5. Il résulte de ce qui précède, sans qu'il soit besoin d'examiner les autres moyens de la requête, que M. E est fondé à demander l'annulation de l'arrêté du 16 juillet 2022, ainsi que, par voie de conséquence, l'annulation de la décision du 28 février 2023 et de l'arrêté du 25 avril 2023.

Sur les conclusions à fin d'injonction :

6. Aux termes de l'article L. 911-1 du code de justice administrative : " Lorsque sa décision implique nécessairement qu'une personne morale de droit public ou un organisme de droit privé chargé de la gestion d'un service public prenne une mesure d'exécution dans un sens déterminé, la juridiction, saisie de conclusions en ce sens, prescrit, par la même décision, cette mesure assortie, le cas échéant, d'un délai d'exécution. () ".

7. Si M. E demande qu'il soit enjoint au maire de la commune de Montmédy de lui restituer son chien Narko, il ne conteste pas, ainsi que le fait valoir la commune en défense, qu'il a récupéré son chien lors de la fermeture du refuge ALDPA à Stenay. Par conséquent, ces conclusions aux fins d'injonction ne peuvent qu'être rejetées.

8. Par ailleurs, l'annulation des décisions en litige, qui a une portée rétroactive, fait obstacle à ce que la commune de Montmédy mette à la charge de M. E, sur le fondement du III de l'article L. 211-11 du code rural et de la pêche maritime, les frais de gardiennage et de transport découlant de la saisie de son chien. Dans ces conditions, il n'y a pas lieu d'ordonner la mise à la charge de la commune de ces frais et ces conclusions ne peuvent qu'être également rejetées.

Sur les frais liés au litige :

9. Les dispositions de l'article L. 761-1 du code de justice administrative font obstacle à ce que soit mise à la charge de M. E, qui n'est pas la partie perdante dans la présente instance, la somme que la commune de Montmédy demande au titre des frais exposés et non compris dans les dépens.
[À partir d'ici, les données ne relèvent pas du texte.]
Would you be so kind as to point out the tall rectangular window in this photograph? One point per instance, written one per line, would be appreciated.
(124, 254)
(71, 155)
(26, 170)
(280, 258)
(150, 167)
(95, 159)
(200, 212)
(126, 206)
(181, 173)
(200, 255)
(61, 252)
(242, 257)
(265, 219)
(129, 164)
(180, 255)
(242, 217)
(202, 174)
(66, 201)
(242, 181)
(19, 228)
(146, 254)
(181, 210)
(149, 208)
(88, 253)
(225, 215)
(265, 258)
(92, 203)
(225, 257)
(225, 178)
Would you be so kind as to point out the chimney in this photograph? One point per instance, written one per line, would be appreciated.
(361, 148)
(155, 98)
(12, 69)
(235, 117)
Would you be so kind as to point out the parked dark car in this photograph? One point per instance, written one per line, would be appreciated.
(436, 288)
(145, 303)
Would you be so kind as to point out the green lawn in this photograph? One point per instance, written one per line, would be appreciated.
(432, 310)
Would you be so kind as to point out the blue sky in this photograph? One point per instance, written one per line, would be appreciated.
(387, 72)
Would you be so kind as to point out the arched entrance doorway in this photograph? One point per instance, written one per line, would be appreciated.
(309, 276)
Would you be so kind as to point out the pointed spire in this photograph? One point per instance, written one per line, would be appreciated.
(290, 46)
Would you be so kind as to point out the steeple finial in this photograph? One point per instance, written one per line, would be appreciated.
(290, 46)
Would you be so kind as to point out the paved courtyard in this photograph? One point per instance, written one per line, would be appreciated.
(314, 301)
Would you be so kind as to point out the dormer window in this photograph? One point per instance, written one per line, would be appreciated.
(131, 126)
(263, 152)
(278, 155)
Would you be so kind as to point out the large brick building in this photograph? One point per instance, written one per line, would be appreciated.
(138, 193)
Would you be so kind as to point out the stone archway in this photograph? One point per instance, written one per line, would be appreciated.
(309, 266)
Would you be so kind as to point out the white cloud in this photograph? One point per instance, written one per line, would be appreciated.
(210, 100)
Il y a lieu, en revanche, de faire application de ces dispositions et de mettre à la charge de la commune de Montmédy une somme de 1 500 euros au titre des frais exposés par M. E et non compris dans les dépens.

D E C I D E :

Article 1er : L'arrêté n° 126/2022 du 19 juillet 2022, la décision du 28 février 2023 et l'arrêté n° 57/2023 du 25 avril 2023 sont annulés.

Article 2 : La commune de Montmédy versera à M. E une somme de 1 500 euros au titre de l'article L. 761-1 du code de justice administrative.

Article 3 : Le surplus des conclusions de la requête de M. E est rejeté.

Article 4 : Les conclusions de la commune de Montmédy présentées sur le fondement de l'article L. 761-1 du code de justice administrative sont rejetées.

Article 5 : Le présent jugement sera notifié à M. C E et à la commune de Montmédy.

Délibéré après l'audience publique du 28 septembre 2023 à laquelle siégeaient :

M. Coudert, président,

Mme Bourjol, première conseillère,

Mme Philis, conseillère.

Rendu public par mise à disposition au greffe le 19 octobre 2023.

La rapporteure,

L. Philis

Le président,

B. Coudert

Le greffier,

P. Lepage

La République mande et ordonne au préfet de Meuse en ce qui le concerne ou à tous commissaires de justice à ce requis en ce qui concerne les voies de droit commun contre les parties privées, de pourvoir à l'exécution de la présente décision.